The videoconferencing platform recently rescinded two of its highly sought after pandemic-era policies, calling employees back to the office and nixing no-meeting Wednesdays. The latter policy was established in early 2021.

Zoom cited hindered collaboration as the No. 1 reason for squashing the no-meeting day, Bloomberg reported.
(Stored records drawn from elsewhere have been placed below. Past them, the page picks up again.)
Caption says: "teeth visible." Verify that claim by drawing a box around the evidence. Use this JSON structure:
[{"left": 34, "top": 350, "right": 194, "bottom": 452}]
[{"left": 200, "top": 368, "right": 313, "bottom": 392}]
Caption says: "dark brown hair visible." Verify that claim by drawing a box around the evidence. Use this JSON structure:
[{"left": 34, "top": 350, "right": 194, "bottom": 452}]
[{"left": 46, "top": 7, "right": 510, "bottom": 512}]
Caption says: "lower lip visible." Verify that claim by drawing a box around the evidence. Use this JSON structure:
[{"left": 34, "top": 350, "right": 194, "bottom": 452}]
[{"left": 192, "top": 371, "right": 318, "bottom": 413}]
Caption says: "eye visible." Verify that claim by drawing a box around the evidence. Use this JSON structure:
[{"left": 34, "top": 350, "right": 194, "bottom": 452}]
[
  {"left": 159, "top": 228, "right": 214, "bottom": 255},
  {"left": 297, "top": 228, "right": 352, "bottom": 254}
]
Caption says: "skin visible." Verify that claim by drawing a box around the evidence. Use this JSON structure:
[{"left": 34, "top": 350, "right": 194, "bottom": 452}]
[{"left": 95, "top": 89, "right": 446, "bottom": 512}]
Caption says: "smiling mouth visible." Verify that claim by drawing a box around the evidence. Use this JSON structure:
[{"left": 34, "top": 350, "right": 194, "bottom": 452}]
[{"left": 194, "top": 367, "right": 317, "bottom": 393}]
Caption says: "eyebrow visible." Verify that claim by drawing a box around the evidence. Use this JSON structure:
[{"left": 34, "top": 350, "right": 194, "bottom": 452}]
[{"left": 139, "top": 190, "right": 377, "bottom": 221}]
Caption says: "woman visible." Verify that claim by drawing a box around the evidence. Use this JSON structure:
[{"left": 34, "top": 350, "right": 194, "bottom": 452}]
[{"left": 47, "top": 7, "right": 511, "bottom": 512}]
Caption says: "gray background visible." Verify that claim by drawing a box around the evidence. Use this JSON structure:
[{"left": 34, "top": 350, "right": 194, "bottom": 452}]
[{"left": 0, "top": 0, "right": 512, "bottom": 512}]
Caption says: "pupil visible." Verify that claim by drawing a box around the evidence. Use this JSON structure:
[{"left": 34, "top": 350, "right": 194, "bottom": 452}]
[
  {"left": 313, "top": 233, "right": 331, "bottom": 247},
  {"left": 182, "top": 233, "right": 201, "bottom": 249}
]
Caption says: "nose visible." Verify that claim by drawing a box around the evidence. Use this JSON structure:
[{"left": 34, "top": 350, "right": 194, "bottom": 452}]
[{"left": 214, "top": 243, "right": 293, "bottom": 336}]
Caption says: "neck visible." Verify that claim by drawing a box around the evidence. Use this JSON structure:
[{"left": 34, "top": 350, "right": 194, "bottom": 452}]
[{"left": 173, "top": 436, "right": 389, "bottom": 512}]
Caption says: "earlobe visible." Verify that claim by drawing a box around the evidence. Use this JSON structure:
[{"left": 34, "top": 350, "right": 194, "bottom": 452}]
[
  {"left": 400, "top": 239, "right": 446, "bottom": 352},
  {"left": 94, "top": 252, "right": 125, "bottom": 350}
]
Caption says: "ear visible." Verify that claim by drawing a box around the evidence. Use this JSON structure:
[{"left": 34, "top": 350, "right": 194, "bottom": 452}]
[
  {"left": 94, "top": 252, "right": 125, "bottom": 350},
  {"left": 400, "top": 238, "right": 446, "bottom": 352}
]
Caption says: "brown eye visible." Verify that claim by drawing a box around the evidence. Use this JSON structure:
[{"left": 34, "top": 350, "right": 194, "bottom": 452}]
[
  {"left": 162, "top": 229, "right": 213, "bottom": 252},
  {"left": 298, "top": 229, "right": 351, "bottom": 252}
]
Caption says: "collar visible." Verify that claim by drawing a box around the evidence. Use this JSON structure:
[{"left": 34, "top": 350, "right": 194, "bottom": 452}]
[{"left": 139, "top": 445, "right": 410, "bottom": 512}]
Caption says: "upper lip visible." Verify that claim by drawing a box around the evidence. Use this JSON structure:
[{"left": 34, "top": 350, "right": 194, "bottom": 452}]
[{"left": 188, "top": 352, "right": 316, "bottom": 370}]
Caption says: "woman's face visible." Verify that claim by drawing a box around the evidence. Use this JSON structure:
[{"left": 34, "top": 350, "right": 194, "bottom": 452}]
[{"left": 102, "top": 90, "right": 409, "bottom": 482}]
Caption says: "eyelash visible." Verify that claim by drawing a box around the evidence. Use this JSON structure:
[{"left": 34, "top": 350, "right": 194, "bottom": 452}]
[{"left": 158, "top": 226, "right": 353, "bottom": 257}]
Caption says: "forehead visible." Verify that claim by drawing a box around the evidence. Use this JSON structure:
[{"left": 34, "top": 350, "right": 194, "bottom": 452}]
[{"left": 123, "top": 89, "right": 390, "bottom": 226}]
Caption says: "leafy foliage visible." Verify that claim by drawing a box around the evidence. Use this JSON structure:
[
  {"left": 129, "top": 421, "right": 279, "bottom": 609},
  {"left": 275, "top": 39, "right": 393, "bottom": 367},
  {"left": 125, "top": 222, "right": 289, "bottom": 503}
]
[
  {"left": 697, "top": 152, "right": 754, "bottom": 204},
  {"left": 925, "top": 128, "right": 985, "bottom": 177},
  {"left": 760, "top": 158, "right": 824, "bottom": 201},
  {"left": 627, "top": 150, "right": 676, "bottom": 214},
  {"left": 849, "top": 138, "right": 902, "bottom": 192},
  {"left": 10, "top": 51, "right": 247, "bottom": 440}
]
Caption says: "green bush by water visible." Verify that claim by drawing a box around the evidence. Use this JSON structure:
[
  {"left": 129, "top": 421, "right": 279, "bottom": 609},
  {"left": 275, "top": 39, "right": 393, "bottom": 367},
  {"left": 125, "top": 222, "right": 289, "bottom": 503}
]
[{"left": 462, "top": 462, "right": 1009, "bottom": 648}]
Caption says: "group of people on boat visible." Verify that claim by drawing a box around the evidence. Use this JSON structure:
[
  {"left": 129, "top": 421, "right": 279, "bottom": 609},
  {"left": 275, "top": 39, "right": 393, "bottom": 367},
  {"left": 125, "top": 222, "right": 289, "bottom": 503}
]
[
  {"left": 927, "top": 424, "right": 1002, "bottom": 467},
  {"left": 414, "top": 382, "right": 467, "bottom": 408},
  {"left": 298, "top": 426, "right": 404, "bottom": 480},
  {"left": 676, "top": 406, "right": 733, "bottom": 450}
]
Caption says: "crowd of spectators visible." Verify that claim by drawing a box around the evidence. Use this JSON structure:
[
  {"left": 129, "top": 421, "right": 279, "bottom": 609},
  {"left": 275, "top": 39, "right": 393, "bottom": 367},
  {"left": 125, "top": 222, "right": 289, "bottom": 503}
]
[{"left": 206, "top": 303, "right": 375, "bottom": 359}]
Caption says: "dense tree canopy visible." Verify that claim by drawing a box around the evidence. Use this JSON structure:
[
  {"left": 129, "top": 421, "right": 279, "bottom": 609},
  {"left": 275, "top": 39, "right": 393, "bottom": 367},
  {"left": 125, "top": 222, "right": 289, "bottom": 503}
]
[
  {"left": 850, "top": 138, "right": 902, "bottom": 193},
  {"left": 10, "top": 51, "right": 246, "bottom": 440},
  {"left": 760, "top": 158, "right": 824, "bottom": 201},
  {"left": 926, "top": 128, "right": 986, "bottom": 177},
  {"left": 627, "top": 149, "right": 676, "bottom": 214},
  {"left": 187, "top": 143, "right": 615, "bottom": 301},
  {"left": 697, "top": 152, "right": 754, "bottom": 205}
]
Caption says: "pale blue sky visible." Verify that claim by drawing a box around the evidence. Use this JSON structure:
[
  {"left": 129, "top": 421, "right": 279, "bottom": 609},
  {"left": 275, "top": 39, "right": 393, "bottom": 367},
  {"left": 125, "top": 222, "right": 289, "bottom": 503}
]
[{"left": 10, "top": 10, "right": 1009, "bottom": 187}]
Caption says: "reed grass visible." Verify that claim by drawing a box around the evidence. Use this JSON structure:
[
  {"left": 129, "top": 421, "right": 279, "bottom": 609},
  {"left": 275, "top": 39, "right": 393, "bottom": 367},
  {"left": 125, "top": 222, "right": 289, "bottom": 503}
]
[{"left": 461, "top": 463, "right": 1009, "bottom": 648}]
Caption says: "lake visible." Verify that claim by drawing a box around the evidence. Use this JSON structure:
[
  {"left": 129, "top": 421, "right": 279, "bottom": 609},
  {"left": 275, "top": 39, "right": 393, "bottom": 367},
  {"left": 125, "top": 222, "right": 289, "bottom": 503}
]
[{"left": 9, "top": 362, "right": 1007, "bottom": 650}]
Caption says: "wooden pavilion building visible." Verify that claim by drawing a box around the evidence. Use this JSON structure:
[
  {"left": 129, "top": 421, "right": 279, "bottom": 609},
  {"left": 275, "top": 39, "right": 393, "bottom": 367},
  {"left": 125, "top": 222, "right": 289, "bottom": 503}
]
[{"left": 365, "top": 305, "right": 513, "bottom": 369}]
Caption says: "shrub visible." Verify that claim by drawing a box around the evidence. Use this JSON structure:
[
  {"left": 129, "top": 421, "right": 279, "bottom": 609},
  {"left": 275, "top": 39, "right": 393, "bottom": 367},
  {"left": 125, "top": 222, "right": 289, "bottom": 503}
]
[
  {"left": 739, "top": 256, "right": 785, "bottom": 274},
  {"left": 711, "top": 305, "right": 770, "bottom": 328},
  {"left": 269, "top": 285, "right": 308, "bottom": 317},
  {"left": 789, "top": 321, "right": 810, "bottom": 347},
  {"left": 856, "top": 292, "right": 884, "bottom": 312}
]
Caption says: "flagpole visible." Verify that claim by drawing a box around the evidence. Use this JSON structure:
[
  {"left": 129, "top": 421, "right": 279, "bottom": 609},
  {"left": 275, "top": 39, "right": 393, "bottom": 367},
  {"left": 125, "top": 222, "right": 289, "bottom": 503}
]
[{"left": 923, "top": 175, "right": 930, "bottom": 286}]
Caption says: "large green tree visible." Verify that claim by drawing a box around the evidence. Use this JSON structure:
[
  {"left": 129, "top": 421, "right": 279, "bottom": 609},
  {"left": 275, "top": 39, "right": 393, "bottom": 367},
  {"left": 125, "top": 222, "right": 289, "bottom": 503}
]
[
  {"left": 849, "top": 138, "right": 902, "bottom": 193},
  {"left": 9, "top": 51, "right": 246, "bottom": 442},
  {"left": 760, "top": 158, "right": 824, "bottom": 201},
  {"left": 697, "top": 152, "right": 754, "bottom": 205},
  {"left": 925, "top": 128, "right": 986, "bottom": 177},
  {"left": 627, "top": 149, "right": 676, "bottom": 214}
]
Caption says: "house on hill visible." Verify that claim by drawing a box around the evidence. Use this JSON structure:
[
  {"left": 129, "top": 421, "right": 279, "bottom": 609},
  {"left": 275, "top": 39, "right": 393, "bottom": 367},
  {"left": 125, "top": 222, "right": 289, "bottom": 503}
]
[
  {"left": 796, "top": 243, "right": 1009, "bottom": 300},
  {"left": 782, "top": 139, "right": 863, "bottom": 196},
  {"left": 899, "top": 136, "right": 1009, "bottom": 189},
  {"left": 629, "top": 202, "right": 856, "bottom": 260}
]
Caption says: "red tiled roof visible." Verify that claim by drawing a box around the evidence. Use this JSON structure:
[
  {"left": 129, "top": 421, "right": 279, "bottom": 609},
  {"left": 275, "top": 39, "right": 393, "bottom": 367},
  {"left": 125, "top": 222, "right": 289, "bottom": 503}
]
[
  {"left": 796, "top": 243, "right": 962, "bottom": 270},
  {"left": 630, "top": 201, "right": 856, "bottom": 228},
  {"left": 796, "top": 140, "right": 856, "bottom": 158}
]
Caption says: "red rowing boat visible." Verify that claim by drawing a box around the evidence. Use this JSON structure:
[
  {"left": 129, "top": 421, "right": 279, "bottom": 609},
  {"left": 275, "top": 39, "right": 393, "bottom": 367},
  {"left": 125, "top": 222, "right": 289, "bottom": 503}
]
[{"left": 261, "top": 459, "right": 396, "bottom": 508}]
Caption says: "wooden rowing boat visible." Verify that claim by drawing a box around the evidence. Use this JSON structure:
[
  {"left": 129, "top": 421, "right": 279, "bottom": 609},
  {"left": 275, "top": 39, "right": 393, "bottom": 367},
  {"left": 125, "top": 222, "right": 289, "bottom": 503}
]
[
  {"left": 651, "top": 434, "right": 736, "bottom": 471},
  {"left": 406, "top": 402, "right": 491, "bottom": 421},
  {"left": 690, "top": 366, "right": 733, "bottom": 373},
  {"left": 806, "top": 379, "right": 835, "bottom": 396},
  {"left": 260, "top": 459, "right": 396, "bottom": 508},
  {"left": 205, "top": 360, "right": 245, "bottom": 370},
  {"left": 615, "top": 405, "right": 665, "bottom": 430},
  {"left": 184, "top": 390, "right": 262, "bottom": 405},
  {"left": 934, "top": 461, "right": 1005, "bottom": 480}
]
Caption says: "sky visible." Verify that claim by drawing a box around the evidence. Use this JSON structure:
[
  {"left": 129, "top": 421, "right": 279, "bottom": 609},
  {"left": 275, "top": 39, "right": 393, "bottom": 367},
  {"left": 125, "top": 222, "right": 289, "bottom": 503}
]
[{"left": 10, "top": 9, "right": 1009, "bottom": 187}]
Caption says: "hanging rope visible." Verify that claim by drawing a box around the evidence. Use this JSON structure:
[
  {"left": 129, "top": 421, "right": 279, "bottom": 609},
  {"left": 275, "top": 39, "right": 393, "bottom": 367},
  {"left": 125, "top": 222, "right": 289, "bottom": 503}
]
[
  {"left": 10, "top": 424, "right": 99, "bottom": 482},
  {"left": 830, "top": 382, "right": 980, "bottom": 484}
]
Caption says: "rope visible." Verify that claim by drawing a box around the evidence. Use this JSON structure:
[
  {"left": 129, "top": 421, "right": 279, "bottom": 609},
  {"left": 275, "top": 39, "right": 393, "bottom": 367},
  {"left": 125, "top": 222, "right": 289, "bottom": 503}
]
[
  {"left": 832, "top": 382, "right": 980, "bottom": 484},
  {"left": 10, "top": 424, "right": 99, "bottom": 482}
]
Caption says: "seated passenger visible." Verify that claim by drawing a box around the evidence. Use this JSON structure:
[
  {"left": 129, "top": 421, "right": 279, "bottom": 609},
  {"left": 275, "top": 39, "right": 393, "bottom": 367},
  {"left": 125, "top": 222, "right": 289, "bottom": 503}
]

But research shows that no-meeting days, and fewer meetings overall, mean more time for workers to actually do their jobs.

Fewer meetings are good for employees. Not only does a calendar stacked with meetings inhibit workers from completing tasks, even Zoom acknowledged just last year the benefits of fewer meetings for their internal teams.

An MIT Sloan Management Review “found that when companies introduced one no-meeting day per week,” they saw employees’ “autonomy, communication, engagement, and satisfaction improved,” the New York Times reported.

Rerack calendars for better collaboration. Zoom might be alone in retreating back to a pre-pandemic meeting load.

Shopify eliminated all recurring meetings with more than two employees and started discouraging Wednesday meetings earlier this year, Bloomberg reported, while Meta, Clorox, and Twilio have incorporated no-meeting days into their workweeks.

Graphic design platform Canva instituted a no-meeting Wednesday policy in 2020, and its global head of people, Jennie Rogerson, told CNBC Make It earlier this year that people shouldn’t necessarily hold fewer meetings, but rethink their purpose.

“Let’s be really intentional about our time,” she said.

Meeting across time (zones) and (geographic) space. Zoom wasn’t completely tweaking when it said fewer meetings can hamper collaboration. Keeping a no-meeting day in rotation may require companies to increase meetings on other days of the week, according to Rogerson, especially for companies with workers spread across multiple offices.

Meeting-free days shouldn’t “paint meetings as the enemy,” she told CNBC. “Meetings should be really high quality. Every meeting should have a goal.”